Posted in Media Advice, Public Relations, Random Blog Tip of the Day, Social media on Oct 25, 2009

So, you are taking better care of your online brand. You have an SEO website and you are maintaining your blog. Great! Now what?

The point of establishing an online presence is to attract web traffic, so let’s take a look at some tools to help gain attention to your site.

First, let’s examine the the world of linkbacks.

A linkback is a method for Web authors to obtain notifications when other authors link to one of their documents. This enables authors to keep track of who is linking to, or referring to their articles. The three methods (Refback, Trackback, and Pingback) differ in how they accomplish this task.

Any of the four terms — Linkback, Trackback, Pingback, or (rarely) Refback — might also refer colloquially to items within a section upon the linked page that display the received notifications, usually along with a reciprocal link; Trackback is used most often for this purpose. Also, the word Trackback is often used colloquially to mean any kind of Linkback.

Pingbacks


Drost Designs
explains that the pingback system is a way for your blog to be automatically notified when other Web sites link to it. It is entirely transparent to the linking author, requiring no user intervention to work, and operates on principles of automatic discovery of everything that it needs to know.

Pingbacks allows you to automatically ping all the RSS and blog feed directories every time you make a post. This is a very powerful feature if you want your blog to get a lot of web traffic immediately. You automatically gain backlinks to your blog.

Trackbacks
Trackbacks are ways for one site to notify another about an update.

A trackback consists of a link and optionally a snippet of text. On many blogs you do not have to enable trackbacks and just like comments the trackbacks are moderated.

Chris G explains how it normally works.

1. Mary Blog writes an article on cheese
2. Joe Blogger writes about Mary Blogs new post saying it is really cool
3. Joes blog sends a trackback to Marys blog
4. Marys blog receives the trackback and Mary sees the trackback in her comments moderation

In most cases this is all automatic, you just link to a post and it is all handled for you, in others you have to send trackbacks manually. If you use the scribefire firefox plugin you can send manual trackbacks for example. This involves pasting the special URL displayed in the other blogs post.

Why bother?
Trackbacks are like a kind of commenting. You are saying “I have written about this post over on my blog”. The hope would be that the blogger would notice and also if the trackback gets published that people will click through to read what you have to say. Many trackback links are wrapped in “no-follow” condoms but in some cases you get a clean link.

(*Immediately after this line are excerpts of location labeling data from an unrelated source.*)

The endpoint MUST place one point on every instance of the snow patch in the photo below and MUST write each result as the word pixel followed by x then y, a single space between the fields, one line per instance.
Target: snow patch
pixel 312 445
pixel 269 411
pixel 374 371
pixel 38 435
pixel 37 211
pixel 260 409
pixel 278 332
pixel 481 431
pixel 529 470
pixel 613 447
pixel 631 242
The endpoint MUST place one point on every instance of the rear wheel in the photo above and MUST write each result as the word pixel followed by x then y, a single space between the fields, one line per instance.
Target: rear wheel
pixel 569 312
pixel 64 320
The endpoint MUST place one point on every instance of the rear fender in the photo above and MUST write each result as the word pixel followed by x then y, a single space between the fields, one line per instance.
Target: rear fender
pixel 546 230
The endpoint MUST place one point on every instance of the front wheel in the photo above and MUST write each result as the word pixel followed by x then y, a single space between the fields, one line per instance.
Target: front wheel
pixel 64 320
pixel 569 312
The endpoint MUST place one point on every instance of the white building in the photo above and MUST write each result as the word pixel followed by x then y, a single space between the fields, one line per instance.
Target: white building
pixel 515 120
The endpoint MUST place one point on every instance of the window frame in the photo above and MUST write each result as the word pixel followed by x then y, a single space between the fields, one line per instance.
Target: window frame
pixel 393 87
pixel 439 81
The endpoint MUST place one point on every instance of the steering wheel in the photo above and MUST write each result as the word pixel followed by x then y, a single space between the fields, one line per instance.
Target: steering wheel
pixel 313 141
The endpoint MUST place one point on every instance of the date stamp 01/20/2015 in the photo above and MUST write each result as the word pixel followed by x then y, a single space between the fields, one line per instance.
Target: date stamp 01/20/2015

So, what’s the difference?
While all of this may be new to you, trackbacks are the old, manual way of doing this while pingbacks are the more modern and automatic way. The old trackback way includes:

1. Getting the trackback URL for the other person’s content
2. Putting that URL into your blogging software’s editing interface
3. Writing an excerpt for what you said about their content

Pingbacks are much easier. All you have to do with a pingback is:

1. Links to someone else’s content

Daniel Miessler further explains that since pingbacks are enabled (both incoming and outgoing) by default on most major blogging engines. Here are a few other differences:

* Trackbacks contain more content, i.e. the excerpt, where pingbacks just have the source and destination links
* Pingbacks are less prone to spam than trackbacks, as incoming software checks to see if the source link actually exists before it allows it to be posted
* Pingbacks use XML-RPC while trackbacks use a standard HTTP POST

Pinbacks are essentially the newer and less time-consuming way of doing trackbacks.